An overwhelming number of high-level Trump administration officials have been accused of corruption. Veterans Affairs Secretary David Shulkin expensed a pricey trip to Europe and found himself unemployed last week. EPA Administrator Scott Pruitt’s condo lease cost only $50 per night and happened to be owned by a lobbyist whose client’s project was later approved by the agency. Health and Human Services Secretary Tom Price spent roughly $400,000 on private jets before he got the boot. Interior Secretary Ryan Zinke and Treasury Secretary Steve Mnuchin both did the same thing, though not enough to be held accountable for it. Housing and Urban Development Secretary Ben Carson tried to spend $31,000of taxpayer money on a dining set for his office. And Wilbur Ross may not have properly divested his assets before becoming commerce secretary.

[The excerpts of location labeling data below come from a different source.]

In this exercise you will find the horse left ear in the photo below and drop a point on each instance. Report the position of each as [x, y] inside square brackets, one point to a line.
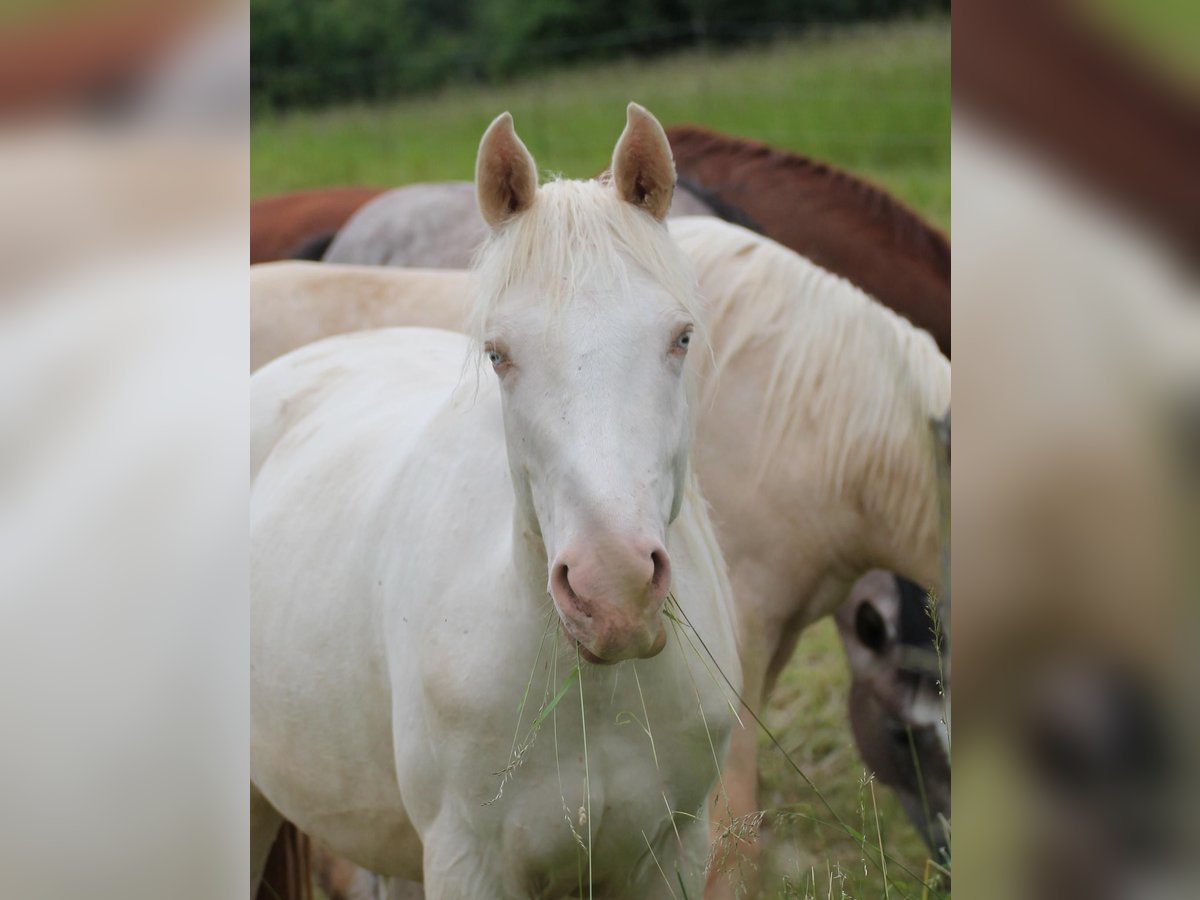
[642, 165]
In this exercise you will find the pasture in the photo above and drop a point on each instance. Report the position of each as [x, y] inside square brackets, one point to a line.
[874, 100]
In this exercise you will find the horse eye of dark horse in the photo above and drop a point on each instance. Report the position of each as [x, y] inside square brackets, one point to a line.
[869, 627]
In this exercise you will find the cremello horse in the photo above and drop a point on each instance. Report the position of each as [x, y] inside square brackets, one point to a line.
[814, 444]
[437, 223]
[427, 544]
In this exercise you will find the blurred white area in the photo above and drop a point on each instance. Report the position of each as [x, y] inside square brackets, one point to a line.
[1078, 339]
[123, 487]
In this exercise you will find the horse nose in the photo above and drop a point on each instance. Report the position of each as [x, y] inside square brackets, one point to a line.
[610, 595]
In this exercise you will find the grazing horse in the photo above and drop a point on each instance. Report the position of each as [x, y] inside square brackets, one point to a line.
[433, 226]
[432, 547]
[813, 438]
[897, 709]
[301, 223]
[839, 221]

Are these improprieties just clear demonstrations of human nature or is low-level corruption specific and endemic to the Trump administration? There are two possibilities: (1) People always want more than they have, and some will exercise bad judgment to get it; and (2) People willing to work for Trump are, by definition, the type of people who are more likely to break the law.
From Tammany Hall to the Tea Pot Dome Scandal to Whitewater, government corruption is not new. Trump’s cabinet seems particularly susceptible, but they didn’t invent graft.

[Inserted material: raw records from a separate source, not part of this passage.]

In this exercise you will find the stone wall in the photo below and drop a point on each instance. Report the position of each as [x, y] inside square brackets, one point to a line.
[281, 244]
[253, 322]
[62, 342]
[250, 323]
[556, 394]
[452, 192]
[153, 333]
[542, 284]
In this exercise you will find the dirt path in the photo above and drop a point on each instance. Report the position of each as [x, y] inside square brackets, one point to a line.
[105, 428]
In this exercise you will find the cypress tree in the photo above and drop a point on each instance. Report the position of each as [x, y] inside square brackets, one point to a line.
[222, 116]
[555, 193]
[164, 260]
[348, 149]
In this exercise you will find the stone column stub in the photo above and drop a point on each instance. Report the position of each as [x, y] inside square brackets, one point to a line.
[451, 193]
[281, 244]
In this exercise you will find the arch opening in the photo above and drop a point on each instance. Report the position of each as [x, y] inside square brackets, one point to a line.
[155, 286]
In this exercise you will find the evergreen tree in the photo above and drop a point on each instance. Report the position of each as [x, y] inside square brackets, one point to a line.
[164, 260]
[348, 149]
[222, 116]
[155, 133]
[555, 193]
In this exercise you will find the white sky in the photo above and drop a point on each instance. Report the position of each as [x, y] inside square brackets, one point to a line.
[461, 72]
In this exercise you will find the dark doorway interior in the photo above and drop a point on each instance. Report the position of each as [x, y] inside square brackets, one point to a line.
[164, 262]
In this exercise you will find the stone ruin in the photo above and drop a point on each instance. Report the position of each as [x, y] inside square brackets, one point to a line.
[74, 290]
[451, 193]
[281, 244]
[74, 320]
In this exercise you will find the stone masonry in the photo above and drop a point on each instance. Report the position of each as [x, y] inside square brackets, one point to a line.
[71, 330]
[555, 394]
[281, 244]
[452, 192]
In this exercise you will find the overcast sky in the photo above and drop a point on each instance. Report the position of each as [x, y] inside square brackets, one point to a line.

The president and his team’s stream of scandals and ineptitude certainly isn’t an effective recruiting tool. To take a high-level job in the Trump administration, candidates either have to be desperate for power or committed to a specific hard-line ideology, like opposing immigration or clean air. People who fit into the former category have cloudy judgment to begin with, and people in the later category believe the end always justifies the means. Both are a recipe for disaster.
In my opinion, the main reason my former boss Mike Bloomberg was so effective as New York City mayor was because he attracted, recruited and retained high-level talent. His administration was stocked with ethical people who had impeccable credentials and a constant flow of creativity. I also worked for former Illinois Governor Rod Blagojevich, who ended up with a 14-year prison sentence. Rod paid no attention to governing and constantly caved to self-dealing. In a way, his not coming into the office for three months at a time and not knowing what was in the budget or what bills we signed made it easier to run the state. But it was still, to put it mildly, a problem, and he paid a steep price for it.
This much is clear: (1) The nature of the people attracted to the Trump administration makes them likely to run into ethical problems; (2) Corruption is not new; (3) While we shouldn’t tolerate corruption in public office, it’s possible the constant focus on finding wrongdoing makes governing even harder for an already inept administration; and (4) Nothing is going to change until change happens at the top.
We got what we asked for, and we asked for this by electing Trump. Leaders will or won’t tolerate their staff’s and appointees’ corruption and will or won’t recruit based on ethics and moral standards. The voting public claims to care about corruption, and it regularly bemoans and condemns illegal activity. But do voters care enough to consider corruption at the ballot box? So far, they haven’t.